Easy Tacos and Indian Fry Bread




Tacos and Indian Fry Bread Recipe

INGREDIENTS

  • 1 Tbsp olive oil
  • 1 lb lean ground beef
  • 1/2 cup yellow onion, diced
  • 2 cloves garlic finely minced
  • 2 tsp chili powder
  • 1 tsp paprika
  • 1/2 tsp cumin
  • 1 (15 oz) can dark red kidney beans, drained and rinsed
  • 1 (14.5 oz) can petite diced tomatoes, drained
  • 1 (4 oz) can diced green chilis
  • salt and pepper, to taste

For serving

  • Navajo Fry Bread, recipe follows
  • Romaine or Iceberg lettuce, chopped
  • Cheddar or Monterrey Jack cheese (I use a combo of both), grated
  • Roma tomatoes, diced
  • sour cream
  • Other optional toppings I sometimes add
  • black olives, sliced
  • avocados, diced
  • fresh salsa
  • hot sauce (you could add cayenne pepper to the taco filling as well)
    cilantro, chopped
  • Navajo Fry Bread
  • 2 cups all-purpose flour
  • 1 1/2 tsp baking powder
  • 1/2 tsp active dry yeast
  • 1/2 tsp salt
  • 3/4 – 1 cup warm milk (110 degrees)
  • 1 Tbsp butter or shortening, melted
  • Vegetable oil, for frying (sometimes I use half olive oil)

DIRECTIONS

Heat olive oil in a large non-stick skillet over medium high heat. Once oil is hot, crumble beef into oil, add onions and cook, stirring occasionally and breaking up beef when stirring, until beef has browned and cooked through. Drain fat from beef and return to skillet (my mom doesn’t drain the fat, she says it gives it more flavor so you can leave it if you’d like). Stir in garlic, chili powder, paprika, cumin, kidney beans, canned diced tomatoes and green chilis then season mixture with salt and pepper to taste. Simmer, uncovered for 10-15 minutes. Using a slotted spoon, spoon mixture over Navajo Fry bread, then top with lettuce, cheese, tomatoes and sour cream (and any of the other optional toppings listed). Serve immediately.

Navajo Fry Bread

In a mixing bowl, whisk together flour, baking powder, yeast and salt. Whisk melted butter into warm milk and pour milk mixture into dry ingredients. Stir until mixture comes together and forms a ball, dough should be slightly sticky and elastic so add an up to an additional 1/4 cup milk as needed. Cover dough with plastic wrap and allow to rest 10 minutes.

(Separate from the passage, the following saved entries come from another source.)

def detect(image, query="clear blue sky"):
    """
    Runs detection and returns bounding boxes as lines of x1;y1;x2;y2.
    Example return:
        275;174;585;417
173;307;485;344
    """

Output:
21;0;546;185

Heat 1 inch of oil in a large cast iron skillet to 350 – 360 degrees over stove top. Divide rested dough into 12 equal pieces. Working with floured hands and one piece of dough at a time, roll dough out on a lightly floured surface into a 6 inch circle and gently drop into hot oil, and cook until golden brown 1-2 minutes per side (second side will cook faster). Remove from oil and drain onto a plate or baking sheet lined with paper towels. Serve warm with Navajo Taco topping or for dessert, spread with honey butter.